The remains of a Roman settlement excavated during fieldwork in a site where the ruins of a Roman fort are also explored, in Maryport, Cumbria (UK), reveal the lifestyle of civilians living alongside officers serving the army in Roman Britain.

The residential area has been located outside the wall of the Roman fort, which was found before 120 BC, during the reign of Hadrian in order to add to the coastal defences extending down the Cumbrian coast from Hadrian’s Wall. The village lies north-east of the fort, and it is considered as the largest currently known along the Hadrian’s Wall frontier. So far, geophysical survey shows that the well preserved settlement was divided into a series of long plots which extended along a 1,378ft (420m) length of Roman road leading to the fort gate.

Now, The Roman Settlement Project, carried out on behalf of Hadrian’s Wall Trust, Senhouse Museum Trust and philanthropist Christian Levett, aimed to dig deeper. Archaeologists from Oxford Archaeology (OA) and a team of volunteers carry out the survey and excavation, while, at the same time, a a team from Newcastle University is also working in another part of the site.
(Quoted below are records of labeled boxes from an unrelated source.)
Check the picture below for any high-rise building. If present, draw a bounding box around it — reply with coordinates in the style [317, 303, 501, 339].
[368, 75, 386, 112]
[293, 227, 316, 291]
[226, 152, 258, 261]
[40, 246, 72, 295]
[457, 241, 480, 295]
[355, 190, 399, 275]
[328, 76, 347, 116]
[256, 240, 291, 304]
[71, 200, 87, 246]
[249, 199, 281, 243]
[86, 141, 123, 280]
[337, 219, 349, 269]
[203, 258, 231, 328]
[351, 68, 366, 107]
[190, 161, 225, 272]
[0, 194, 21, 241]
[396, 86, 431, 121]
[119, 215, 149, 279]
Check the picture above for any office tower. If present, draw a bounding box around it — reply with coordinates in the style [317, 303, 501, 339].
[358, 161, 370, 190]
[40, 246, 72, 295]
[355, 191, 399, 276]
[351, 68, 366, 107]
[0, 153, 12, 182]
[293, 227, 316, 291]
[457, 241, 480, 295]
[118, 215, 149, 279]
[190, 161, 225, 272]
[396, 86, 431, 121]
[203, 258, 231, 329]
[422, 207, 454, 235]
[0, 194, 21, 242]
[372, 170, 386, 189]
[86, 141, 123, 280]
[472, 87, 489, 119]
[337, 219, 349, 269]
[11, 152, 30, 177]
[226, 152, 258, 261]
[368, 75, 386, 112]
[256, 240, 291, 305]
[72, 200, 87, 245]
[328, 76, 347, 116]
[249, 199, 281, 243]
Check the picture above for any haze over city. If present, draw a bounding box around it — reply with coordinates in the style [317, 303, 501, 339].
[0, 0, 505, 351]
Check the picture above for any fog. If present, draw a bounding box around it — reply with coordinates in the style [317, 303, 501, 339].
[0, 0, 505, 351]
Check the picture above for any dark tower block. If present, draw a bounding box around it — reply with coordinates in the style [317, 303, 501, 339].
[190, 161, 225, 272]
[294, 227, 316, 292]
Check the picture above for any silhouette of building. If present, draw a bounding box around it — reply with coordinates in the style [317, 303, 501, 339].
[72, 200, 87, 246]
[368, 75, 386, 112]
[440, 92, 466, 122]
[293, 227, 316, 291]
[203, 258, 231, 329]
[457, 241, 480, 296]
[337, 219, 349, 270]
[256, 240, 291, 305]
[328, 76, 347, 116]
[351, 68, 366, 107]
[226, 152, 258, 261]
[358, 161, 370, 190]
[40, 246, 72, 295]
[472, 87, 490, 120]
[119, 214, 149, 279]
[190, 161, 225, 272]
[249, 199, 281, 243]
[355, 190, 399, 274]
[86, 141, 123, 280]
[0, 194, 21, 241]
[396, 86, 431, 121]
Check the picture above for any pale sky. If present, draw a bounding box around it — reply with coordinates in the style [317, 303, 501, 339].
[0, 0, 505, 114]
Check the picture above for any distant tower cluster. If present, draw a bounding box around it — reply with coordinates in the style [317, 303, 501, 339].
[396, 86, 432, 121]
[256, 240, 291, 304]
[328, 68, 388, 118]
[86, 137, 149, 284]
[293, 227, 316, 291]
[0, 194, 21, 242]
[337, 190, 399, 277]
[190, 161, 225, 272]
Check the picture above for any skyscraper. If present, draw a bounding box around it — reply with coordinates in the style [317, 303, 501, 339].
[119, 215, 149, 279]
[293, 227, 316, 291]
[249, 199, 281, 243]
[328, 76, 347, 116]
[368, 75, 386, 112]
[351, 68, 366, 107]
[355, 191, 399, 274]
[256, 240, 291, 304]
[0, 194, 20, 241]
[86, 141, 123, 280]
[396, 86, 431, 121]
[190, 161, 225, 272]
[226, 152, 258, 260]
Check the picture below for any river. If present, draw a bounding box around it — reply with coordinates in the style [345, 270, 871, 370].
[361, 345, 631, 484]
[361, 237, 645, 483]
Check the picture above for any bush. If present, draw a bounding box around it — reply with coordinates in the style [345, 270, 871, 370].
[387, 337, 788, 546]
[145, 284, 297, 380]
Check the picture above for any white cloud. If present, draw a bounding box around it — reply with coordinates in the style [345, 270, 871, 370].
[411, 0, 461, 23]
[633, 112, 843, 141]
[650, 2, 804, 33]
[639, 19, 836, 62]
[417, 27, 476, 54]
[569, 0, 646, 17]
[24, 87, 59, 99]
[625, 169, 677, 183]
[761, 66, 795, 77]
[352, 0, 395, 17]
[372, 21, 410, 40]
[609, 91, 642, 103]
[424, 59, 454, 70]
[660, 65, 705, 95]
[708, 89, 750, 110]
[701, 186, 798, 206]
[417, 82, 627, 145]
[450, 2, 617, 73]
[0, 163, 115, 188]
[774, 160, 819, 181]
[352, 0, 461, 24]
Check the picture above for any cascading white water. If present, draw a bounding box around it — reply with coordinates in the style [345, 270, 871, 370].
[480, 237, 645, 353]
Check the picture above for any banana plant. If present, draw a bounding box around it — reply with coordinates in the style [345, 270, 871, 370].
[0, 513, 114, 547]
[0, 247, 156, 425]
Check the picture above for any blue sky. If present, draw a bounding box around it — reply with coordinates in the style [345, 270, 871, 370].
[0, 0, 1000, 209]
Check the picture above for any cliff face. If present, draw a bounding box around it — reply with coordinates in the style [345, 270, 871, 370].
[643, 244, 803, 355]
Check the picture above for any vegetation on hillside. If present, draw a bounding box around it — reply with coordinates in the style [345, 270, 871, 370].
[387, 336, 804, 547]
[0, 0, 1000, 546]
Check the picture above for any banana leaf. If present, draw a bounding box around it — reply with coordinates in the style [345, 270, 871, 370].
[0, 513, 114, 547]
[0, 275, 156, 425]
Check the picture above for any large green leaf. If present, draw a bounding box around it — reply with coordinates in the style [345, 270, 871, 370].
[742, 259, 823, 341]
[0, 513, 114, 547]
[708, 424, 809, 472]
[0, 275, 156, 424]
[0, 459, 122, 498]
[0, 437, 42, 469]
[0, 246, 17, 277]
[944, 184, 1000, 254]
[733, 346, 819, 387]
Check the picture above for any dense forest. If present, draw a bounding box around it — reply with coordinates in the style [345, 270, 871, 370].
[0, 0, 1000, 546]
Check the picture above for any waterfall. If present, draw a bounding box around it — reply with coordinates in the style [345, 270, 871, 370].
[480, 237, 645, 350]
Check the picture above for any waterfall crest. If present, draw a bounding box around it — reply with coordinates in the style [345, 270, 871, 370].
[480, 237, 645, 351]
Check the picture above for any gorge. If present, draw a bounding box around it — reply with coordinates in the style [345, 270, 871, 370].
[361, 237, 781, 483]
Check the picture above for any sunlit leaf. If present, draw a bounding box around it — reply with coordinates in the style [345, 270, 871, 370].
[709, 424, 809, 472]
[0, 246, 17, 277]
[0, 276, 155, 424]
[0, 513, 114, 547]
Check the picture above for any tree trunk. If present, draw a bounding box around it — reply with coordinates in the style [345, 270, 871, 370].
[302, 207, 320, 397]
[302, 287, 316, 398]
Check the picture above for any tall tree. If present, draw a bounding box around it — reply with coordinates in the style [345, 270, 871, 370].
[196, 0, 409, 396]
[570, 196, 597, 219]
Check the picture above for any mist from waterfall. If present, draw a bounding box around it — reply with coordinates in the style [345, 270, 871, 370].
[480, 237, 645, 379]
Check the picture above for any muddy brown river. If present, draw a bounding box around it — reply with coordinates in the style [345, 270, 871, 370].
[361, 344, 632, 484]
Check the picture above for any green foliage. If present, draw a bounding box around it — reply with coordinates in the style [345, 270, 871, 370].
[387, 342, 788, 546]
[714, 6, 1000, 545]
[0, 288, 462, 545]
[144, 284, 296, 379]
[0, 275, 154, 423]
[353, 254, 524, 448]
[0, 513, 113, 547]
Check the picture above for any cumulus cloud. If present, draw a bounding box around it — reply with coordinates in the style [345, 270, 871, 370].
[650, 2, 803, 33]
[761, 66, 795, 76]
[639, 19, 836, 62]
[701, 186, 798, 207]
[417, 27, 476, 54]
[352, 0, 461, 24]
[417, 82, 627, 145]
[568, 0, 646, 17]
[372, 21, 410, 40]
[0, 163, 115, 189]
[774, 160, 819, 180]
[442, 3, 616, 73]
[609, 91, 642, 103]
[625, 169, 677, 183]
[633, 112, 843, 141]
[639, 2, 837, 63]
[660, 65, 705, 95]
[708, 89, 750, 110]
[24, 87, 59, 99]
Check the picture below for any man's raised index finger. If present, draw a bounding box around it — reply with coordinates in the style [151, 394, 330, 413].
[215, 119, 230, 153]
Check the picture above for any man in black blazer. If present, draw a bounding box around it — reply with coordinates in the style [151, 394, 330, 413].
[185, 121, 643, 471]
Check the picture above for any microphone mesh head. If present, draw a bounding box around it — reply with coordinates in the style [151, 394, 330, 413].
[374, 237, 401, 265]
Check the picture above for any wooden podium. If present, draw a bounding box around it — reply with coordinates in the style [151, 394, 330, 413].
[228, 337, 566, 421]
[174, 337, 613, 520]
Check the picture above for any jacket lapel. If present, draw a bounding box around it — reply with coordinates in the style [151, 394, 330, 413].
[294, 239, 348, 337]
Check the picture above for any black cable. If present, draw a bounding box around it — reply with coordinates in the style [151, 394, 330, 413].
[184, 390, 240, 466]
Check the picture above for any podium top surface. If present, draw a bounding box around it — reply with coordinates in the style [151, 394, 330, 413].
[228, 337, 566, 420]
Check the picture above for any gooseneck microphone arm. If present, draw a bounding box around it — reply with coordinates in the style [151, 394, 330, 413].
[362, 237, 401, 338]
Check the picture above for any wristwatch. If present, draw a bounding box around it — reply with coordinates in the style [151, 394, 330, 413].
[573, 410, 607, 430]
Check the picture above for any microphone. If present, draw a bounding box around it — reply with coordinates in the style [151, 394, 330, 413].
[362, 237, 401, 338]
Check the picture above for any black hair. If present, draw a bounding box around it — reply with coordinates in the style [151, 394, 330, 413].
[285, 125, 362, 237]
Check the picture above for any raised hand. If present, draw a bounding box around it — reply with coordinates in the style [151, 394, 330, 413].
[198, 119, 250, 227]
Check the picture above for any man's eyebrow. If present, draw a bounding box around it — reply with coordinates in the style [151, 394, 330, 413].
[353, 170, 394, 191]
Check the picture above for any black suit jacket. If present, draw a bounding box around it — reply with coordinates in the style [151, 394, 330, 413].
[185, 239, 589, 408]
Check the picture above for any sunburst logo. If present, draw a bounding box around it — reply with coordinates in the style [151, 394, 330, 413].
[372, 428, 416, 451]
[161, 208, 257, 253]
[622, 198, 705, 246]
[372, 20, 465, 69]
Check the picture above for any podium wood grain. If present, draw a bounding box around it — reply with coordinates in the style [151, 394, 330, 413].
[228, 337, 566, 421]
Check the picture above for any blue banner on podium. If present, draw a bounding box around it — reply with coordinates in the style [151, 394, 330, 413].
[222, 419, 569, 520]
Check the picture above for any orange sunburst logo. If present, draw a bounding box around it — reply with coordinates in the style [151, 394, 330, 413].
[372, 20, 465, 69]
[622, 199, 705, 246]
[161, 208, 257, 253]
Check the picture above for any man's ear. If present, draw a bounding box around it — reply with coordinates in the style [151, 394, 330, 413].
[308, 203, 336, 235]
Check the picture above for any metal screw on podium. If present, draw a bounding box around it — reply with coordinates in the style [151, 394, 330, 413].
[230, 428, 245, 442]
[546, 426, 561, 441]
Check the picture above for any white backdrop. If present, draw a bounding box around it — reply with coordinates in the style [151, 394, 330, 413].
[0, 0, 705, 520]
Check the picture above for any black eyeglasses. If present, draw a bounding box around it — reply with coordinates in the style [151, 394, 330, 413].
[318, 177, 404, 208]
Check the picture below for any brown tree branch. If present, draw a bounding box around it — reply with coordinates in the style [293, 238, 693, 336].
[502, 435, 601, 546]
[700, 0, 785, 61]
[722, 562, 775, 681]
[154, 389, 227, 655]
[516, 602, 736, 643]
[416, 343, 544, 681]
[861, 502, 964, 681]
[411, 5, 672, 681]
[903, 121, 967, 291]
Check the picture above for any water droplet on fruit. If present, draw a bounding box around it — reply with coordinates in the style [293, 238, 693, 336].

“The work is very important… civilian settlements are poorly understood across the Roman Empire because the emphasis of research in the past has been on the Roman military”, says Dr Nigel Mills, World Heritage Advisor for the trust.

The site had been excavated since the 19th century but partially. Among the finds are the remains of a Roman temple and 17 altars dedicated to Jupiter (considered as the biggest single find of Roman inscriptions revealed in Britain).

Last autumn OA picked four plots in a part of the settlement which was lived in by “everyday people” for evaluation trenching. All trenches had structural remains just 30cm down from the top soil. Full excavation of one of the plots unearthed an entire Roman stone strip building about 65ft (20m) long and 16ft (5m) wide, with three main rooms and built sometime about 200 AD.”We found a few bits of coins and pottery which indicate the site was not occupied for more than half a century and it was abandoned in the late Roman period.We are still unsure what the building would have been used for, but we believe it probably had a multifunctional purpose and one possibility is that the front room was used as a shop.”, says  site director John Zant regarding the finds. The OA team will be back in a few weeksfrom now (April 2014) to continue research.

The Newcastle team, on their part, aim to investigate the known remains of the temple and look deeper into the “speculation” that a nearby round structure could have been a second temple and if the 17 inscribed altars came from the building.